World J Gastroenterol. May 28, 2021; 27(20): 2545-2575
Published online May 28, 2021. doi: 10.3748/wjg.v27.i20.2545
Figure 1
Figure 1 Example of general deep neural network architecture. Circles indicate nodes. Lines indicate feeding of layer node outputs into next layer nodes.
Figure 2
Figure 2 Common trainable tasks by deep learning. A: Classification involves designation of a class label to an image input. Image patches for the figure were taken from colorectal cancer and normal adjacent intestinal samples obtained via an IRB-approved protocol; B: Segmentation tasks output a mask with pixel-level color designation of classes. Here, white indicates nuclei and black represents non-nuclear areas; C: Detection tasks generate bounding boxes with object classifications. Immunofluorescence images of mouse-derived organoids with manually inserted classifications and bounding boxes in yellow are included for illustrative purposes.
Figure 3
Figure 3 General deep learning training and prediction approaches. A: Examples pipelines for fully supervised, weakly supervised, and unsupervised learning methods for training patch classifiers are shown; B: Two pipelines translating patch-level information into whole-slide image-level predictions are shown. The top approach utilizes a patch classifier trained by one of the approaches in (A). The bottom approach uses a convolutional neural network feature extractor to generate patch representations that are fed into a long short-term memory or recurrent neural network. H&E: Hematoxylin and eosin; WSI: Whole-slide image; CNN: Convolutional neural network; RNN: Recurrent neural network; LSTM: Long short-term memory; CAE: Convolutional autoencoder.
Figure 4
Figure 4 General overview of approaches. Overview of general machine learning - and deep learning-based approaches covered in the sections of this review are presented here. Whole-slide image (WSI) hematoxylin and eosin and Synthetic immunofluorescence (IF) WSI images in the Synthetic immunohistochemistry/IF Generation pipeline. Citation: Burlingame EA, McDonnell M, Schau GF, Thibault G, Lanciault C, Morgan T, Johnson BE, Corless C, Gray JW, Chang YH. SHIFT: speedy histological-to-immunofluorescent translation of a tumor signature enabled by deep learning. Sci Rep 2020; 10: 17507. Copyright© The Authors 2020. Published by Springer Nature. TIL: Tumor-infiltrating lymphocyte; H. pylori: Helicobacter pylori; NASH CRN: Nonalcoholic Steatohepatitis Clinical Research Network; IHC: Immunohistochemistry; IF: Immunofluorescence; H&E: Hematoxylin and eosin; WSI: Whole-slide image; GAN: General adversarial network.
Figure 5
Figure 5 Common landmark network architectures. Overviews of landmark network architectures utilized in this paper are presented.

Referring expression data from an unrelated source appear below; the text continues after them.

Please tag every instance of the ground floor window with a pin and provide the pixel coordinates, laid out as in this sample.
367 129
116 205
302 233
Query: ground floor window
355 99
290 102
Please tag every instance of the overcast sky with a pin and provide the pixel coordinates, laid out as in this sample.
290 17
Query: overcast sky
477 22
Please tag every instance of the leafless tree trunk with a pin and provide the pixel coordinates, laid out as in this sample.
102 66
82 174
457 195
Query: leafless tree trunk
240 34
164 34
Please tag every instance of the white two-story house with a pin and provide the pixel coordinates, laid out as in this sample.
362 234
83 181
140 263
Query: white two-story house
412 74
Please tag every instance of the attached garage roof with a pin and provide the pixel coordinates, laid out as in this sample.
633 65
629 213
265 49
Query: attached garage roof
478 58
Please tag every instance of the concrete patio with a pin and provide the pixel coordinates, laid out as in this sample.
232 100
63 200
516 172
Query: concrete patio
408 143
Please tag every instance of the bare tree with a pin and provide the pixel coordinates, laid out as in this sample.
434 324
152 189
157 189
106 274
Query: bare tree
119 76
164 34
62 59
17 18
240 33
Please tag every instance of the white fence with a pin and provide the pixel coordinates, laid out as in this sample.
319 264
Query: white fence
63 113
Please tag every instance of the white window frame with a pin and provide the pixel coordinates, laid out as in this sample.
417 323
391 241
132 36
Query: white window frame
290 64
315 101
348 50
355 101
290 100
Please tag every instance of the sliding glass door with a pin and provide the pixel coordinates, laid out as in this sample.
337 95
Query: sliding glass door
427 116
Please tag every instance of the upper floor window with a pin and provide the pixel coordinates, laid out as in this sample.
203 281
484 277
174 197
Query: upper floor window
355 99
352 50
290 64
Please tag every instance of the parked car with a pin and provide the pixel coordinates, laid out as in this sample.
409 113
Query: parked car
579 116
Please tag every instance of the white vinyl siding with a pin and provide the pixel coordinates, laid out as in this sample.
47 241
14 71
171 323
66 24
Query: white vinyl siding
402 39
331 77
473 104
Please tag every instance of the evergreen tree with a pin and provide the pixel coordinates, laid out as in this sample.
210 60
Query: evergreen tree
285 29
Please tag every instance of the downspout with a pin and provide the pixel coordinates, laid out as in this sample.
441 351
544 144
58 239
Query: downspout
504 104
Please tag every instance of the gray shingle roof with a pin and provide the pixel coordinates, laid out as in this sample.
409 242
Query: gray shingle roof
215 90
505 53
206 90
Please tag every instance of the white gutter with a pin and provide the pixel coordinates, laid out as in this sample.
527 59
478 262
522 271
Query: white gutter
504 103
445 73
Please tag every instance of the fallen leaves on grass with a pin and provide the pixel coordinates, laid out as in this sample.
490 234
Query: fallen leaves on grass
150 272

A: The visual geometry group network incorporates sequential convolutional and pooling layers into fully connected layers for classification; B: The inception block utilized in the inception networks incorporates convolutions with multiple filter sizes and max pooling onto inputs entering the same layer and concatenates to generate an output; C: The residual block used in ResNet networks incorporates a skip connection; D: Recurrent neural networks (RNNs) have repeating, sequential blocks that take previous block outputs as input. Predictions at each block are dependent on earlier block predictions; E: Long short-term memory network that also has a sequential format similar to RNN. The horizontal arrow at the top of the cell represents the memory component of these networks; F: Fully convolutional networks perform a series of convolution and pooling operations but have no fully-connected layer at the end. Instead, convolutional layers are added and deconvolution operations are performed to upsample and generate a segmentation map output of same dimensions as the input. Nuclear segmentation images are included for illustration purposes; G: U-Net exhibits a U-shape from the contraction path that does convolutions and pooling and from the decoder path that performs deconvolutions to upsample dimensions. Horizontal arrows show concatenation of feature maps from convolutional layers to corresponding deconvolution outputs. VGG: Visual geometry group.
Figure 6
Figure 6 Quantitative performance metric equations. Quantitative metrics are based off of true positive, true negative, false positive, and false negative counts from results. Equations for precision, recall, F1 score, accuracy, and specificity. Precision is also known as the true positive rate, and recall is also known as sensitivity. TP: True positive; TN: True negative; FP: False positive; FN: False negative.